Melanie Fraser (melaniefraservoiceuk) | 130 comments Thank you everyone for your helpful comments. It seems most of you prefer the "human" narrator! :)


message 12: by Lynn (last edited Nov 28, 2021 11:18AM) (new)

Lynn Reynolds (goodreadscomelylibrarysec) | 2 comments I think that would turn me off buying anymore audiobooks. And that would be a sad thing!
This has already started. Found an author that is using AI: https://susanhayes.ca/accessible-audio/


message 13: by Melanie (new)

Melanie Fraser (melaniefraservoiceuk) | 130 comments Lynn wrote: "I think that would turn me off buying anymore audiobooks. And that would be a sad thing!
This has already started. Found an author that is using AI: https://susanhayes.ca/accessible-audio/"


Yes Lynn, it has started and sometimes without the narrator or voice over's permission. Add this practice to the rights holder scams - https://www.audiobookscout.com/flagge... and other sites such as You Tube reporting this problem, it doesn't fill one with confidence as to the future of the audio book industry for those of us who work in it......


message 14: by Lynn (new)

Lynn Reynolds (goodreadscomelylibrarysec) | 2 comments Melanie wrote: "Lynn wrote: "I think that would turn me off buying anymore audiobooks. And that would be a sad thing!
This has already started. Found an author that is using AI: https://susanhayes.ca/accessible-au..."

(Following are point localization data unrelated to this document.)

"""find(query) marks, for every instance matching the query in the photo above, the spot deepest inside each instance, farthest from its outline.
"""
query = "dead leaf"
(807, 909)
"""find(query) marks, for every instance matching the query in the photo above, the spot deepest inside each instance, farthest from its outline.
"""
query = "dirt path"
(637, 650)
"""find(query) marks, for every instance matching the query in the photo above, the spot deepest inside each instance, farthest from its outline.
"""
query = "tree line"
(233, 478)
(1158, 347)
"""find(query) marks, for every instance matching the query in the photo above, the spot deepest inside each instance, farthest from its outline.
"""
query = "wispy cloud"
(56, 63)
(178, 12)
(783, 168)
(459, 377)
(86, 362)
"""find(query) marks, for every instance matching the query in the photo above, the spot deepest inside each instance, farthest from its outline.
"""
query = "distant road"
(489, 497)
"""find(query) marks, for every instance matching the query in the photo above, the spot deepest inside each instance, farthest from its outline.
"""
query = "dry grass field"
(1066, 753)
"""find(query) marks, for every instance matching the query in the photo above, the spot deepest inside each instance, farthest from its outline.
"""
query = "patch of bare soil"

Hi Melanie: I'm sure for some, it means more for their pockets. Pretty soon we'll all be obsolete or like The Stepford Wives.


message 15: by L J (last edited Nov 28, 2021 04:00PM) (new)

L J | 315 comments Though human narrators are generally preferred I'll take AI or text-to-speech over human narrators I have difficulty hearing or understanding.


message 16: by Faith (new)

Faith | 506 comments Here is a recent Wired article about the use of synthetic voices to narrate audiobooks

https://www.wired.com/story/audiobook...


message 17: by Melanie (new)

Melanie Fraser (melaniefraservoiceuk) | 130 comments Faith wrote: "Here is a recent Wired article about the use of synthetic voices to narrate audiobooks

https://www.wired.com/story/audiobook..."


An interesting but very disturbing article!